Le club retrouve alors de nouvelles ambitions sous l’impulsion de son nouveau mécène. Car si l’arrivée de Robert Louis-Dreyfus à l’OM est d’abord une question de stratégie commerciale pour Adidas, l’homme d’affaires permet au club de se montrer de nouveau ambitieux, dans le recrutement puis sur le terrain. L’équipe, bâtie autour de joueurs d’expérience prestigieux (Laurent Blanc, Fabrizio Ravanelli) et de jeunes prometteurs, échoue en finale de la Ligue Europa face à Parme, en 1999. Quelques semaines après, l’OM voit s’envoler ses chances de redevenir champion de France lors de la dernière journée face à Bordeaux. Un tournant dans l’histoire du club version « RLD ».
Instabilité chronique
Hormis une courte éclaircie, symbolisée par Didier Drogba, qui a porté son équipe jusqu’en finale de la Ligue Europa en 2004, encore perdue, cette fois face à Valence, l’OM végète dans le championnat de France et frôle la relégation à plusieurs reprises. Pis, le club est également touché par des affaires judiciaires visant des hauts dirigeants. Robert Louis-Dreyfus, malade, mal conseillé, est ainsi condamné en 2006 pour « abus de biens sociaux ». L’épisode de la vraie-fausse vente du club à l’obscur Jack Kachkar en 2007 entame le peu de crédit qu’il restait encore au club.

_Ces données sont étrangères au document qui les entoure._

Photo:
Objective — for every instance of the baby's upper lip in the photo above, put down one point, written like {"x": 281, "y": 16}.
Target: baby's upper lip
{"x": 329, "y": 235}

Il faut attendre 2010 et l’arrivée de Didier Deschamps comme entraîneur pour voir le club phocéen remporter son premier titre depuis dix-sept ans. Sous sa houlette, l’OM gagnera aussi trois Coupes de la Ligue. Robert Louis-Dreyfus, morté en juillet 2009 – et dont l’épouse, Margarita, prendra la succession à la tête du club – n’aura ainsi jamais vu « son » OM remporter le championnat de France. Mais ces trophées sont plus à mettre au crédit du serial-winner qu’est Didier Deschamps qu’à une organisation pérenne digne des grands clubs européens.

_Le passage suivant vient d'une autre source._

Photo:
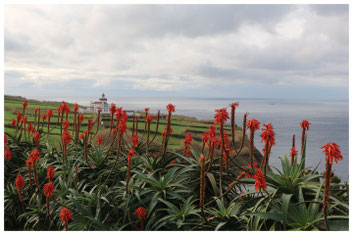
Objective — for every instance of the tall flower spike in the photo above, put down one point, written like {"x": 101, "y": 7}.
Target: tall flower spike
{"x": 305, "y": 126}
{"x": 48, "y": 192}
{"x": 260, "y": 180}
{"x": 8, "y": 155}
{"x": 253, "y": 125}
{"x": 267, "y": 136}
{"x": 134, "y": 140}
{"x": 332, "y": 152}
{"x": 19, "y": 183}
{"x": 141, "y": 215}
{"x": 50, "y": 172}
{"x": 65, "y": 215}
{"x": 232, "y": 119}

L’OM aura en effet été marqué par une instabilité chronique durant le règne des Louis-Dreyfus. Le club aura consommé pas moins de 19 entraîneurs et, outre « RLD », six présidents se sont succédé aux commandes : un Suisse (Yves Marchand), trois Français (Christophe Bouchet, Jean-Claude Dassier et Vincent Labrune), un Franco-Sénégalais (Pape Diouf) et un Italien (Giovanni Ciccolunghi), proche de la famille, nommé il y a cinq semaines.

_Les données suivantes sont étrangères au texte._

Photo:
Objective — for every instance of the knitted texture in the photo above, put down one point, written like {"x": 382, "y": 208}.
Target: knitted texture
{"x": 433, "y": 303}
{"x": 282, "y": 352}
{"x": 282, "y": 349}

Tout n’est pas à jeter dans le bilan des Louis-Dreyfus, dont la famille conservera d’ailleurs 5 % de l’actionnariat du club. RLD a ainsi préservé le club marseillais de la faillite financière à plusieurs reprises en injectant des millions d’euros de ses propres fonds pour résorber les déficits. La famille Louis-Dreyfus a également permis à l’OM d’acquérir les terrains de la Commanderie, où s’entraînent actuellement les joueurs, le seul actif tangible du club aujourd’hui. La feuille de route du futur propriétaire de l’OM, Frank McCourt, est toutefois assez claire : il aura tout à rebâtir.